Major Truslow’s Mistake


by Amy Randolph


It was a mellow spring day upon the Sound, the blue water sparkling in the noon sunshine, the far off Long Island hills diademed with yellow rings of mist, and Major Truslow, leaning back in his easy-chair, as he carelessly glanced up and down the columns of the morning paper, passively enjoyed the golden beauty of the day, the rush of the steamer’s bows through the shining flow of the deep, and the merry sounds of life and vivacity around him.

As he sat there, his Panama slightly tipped forward over his handsome middle-aged brows, the voice of one of the boat servants struck on his ear.

“She’s a sittin’ there, cryin’ as if her heart would break; and there’s no kind o’ use tellin’ her it’s all her own fault.”

Major Truslow lifted his head. As a general thing, it was not his custom to interest himself in business not his own, yet he had acquired the habit of hearing and noticing all thar went on around him.

“A pretty little thing too, an’t she?” said the mulatto stewardess. “An’t it strange folks can’t have a little more common-sense!”

“What is the matter?” asked Major Truslow, now tilting the Panama back into its proper place. “Whom are you talking of?”

“It’s a young girl, sir, as has taken the wrong boat, and never found it out until there was two good miles atween us and the slip,” answered the man; “and she do take on awful. Perhaps, sir, if you was to speak to her—she won’t pay no attention to what we says?”

“Where is she?”

“In the upper cabin, sir.”

Major Truslow laid down his paper and walked aft.

Crouching on one of the sofas, with her face hidden in the pillow, and a profusion of light brown hair, shot with burnished gleams like gold, was a singularly graceful figure, dressed in some sober gray stuff—a figure whose slender shoulders seemed to shake with suppressed sobs.

“Why, she’s nothing on earth but a little school-girl,” thought the Major, with a thrill of pity at his kindly heart, as he laid his hand on her arm.

“Look up, child!” said he. “What are you crying so piteously about?”

She sat up, disclosing an oval, flushed face—one of the very few faces which weeping cannot disfigure. In truth and in fact, it looked all the prettier for the tears which sparkled on lash and cheek, and the deep, quivering crimson of the lips. The soft, brown hair grew low on the forehead, the long-lashed eyes were of softest hazel, and a deep dimple nestled on the chin.

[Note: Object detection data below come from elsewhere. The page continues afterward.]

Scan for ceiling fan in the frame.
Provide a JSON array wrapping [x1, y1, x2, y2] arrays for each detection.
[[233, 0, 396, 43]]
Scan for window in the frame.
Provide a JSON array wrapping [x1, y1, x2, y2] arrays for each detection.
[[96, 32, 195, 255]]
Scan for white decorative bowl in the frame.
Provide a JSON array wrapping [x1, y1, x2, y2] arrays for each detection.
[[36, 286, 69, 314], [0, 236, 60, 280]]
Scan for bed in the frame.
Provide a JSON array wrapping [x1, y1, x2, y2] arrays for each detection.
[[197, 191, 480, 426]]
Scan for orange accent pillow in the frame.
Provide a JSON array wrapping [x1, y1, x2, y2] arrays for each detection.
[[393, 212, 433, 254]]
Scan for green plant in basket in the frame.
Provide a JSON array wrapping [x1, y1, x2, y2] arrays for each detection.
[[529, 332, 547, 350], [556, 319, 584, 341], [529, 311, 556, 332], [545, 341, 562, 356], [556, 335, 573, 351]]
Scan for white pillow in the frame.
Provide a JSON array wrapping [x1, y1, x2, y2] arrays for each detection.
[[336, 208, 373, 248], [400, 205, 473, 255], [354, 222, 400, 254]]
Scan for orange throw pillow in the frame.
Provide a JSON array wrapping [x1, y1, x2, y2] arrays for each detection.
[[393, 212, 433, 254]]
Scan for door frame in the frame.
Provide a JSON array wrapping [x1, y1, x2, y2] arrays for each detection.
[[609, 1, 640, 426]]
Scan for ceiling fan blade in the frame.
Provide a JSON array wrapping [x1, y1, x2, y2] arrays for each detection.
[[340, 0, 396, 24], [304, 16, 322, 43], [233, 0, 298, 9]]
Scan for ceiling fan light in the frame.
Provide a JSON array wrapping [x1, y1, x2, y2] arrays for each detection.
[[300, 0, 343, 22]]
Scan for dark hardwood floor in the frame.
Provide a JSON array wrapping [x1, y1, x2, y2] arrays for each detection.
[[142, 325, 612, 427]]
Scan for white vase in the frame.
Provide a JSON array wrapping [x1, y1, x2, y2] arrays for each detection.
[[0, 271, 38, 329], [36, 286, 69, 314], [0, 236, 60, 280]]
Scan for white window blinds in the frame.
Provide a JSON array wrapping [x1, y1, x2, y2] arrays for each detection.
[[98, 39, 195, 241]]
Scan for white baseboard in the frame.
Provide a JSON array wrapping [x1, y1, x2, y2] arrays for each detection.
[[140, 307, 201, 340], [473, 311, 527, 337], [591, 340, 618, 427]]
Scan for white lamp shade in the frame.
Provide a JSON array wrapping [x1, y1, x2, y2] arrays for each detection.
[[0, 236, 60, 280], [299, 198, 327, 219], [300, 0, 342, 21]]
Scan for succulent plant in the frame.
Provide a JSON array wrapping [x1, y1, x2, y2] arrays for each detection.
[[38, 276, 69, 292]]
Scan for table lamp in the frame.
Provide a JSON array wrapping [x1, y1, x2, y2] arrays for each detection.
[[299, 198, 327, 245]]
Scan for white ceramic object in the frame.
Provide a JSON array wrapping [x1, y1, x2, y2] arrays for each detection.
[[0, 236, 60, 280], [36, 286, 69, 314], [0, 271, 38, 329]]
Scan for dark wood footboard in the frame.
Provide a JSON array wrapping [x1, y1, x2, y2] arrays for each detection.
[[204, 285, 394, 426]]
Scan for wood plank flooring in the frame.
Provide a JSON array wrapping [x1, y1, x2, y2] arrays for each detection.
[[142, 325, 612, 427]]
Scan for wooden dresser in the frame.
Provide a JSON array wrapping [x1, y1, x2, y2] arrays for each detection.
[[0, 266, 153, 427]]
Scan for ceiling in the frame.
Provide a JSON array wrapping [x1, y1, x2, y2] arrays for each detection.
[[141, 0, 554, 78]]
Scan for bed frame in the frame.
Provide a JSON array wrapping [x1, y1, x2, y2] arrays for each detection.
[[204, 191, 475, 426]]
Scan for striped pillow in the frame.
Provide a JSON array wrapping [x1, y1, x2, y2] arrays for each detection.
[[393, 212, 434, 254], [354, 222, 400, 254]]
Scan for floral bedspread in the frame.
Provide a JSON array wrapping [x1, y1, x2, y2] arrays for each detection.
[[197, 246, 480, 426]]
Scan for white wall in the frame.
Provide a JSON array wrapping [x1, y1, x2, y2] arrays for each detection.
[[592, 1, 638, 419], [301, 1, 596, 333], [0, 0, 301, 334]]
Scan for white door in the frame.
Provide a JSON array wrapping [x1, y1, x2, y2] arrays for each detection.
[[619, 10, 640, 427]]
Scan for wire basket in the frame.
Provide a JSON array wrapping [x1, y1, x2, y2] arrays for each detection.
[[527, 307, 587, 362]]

Major Truslow’s man heart was stirred within him at so much innocent grief and childish beauty.

“What is it?” he repeated, sitting down beside her, and assuming an air of paternal kindliness. “Don’t cry any more, but tell me all about it.”

“Oh, sir, I have been so foolish!” she faltered, the brown eyes cast shyly down. “I came on board the boat to say good-bye to a schoolmate who was going to New Haven, and I must have mistaken the landing, for they tell me this is not the New Haven boat—and—and I have no money, and mamma don’t know where I am, and they won’t let me land again!”

And she burst into fresh tears and sobs as she spoke.

“But there is no sort of necessity for all this tribulation, my dear child,” soothed the Major, this time smoothing down the brown curls that felt like silken floss beneath his touch. “We shall reach Bridgeport in a few hours, and the fare is only a dollar. You must allow me to pay it for you, just as I would for a sister of my own, or even a daughter.”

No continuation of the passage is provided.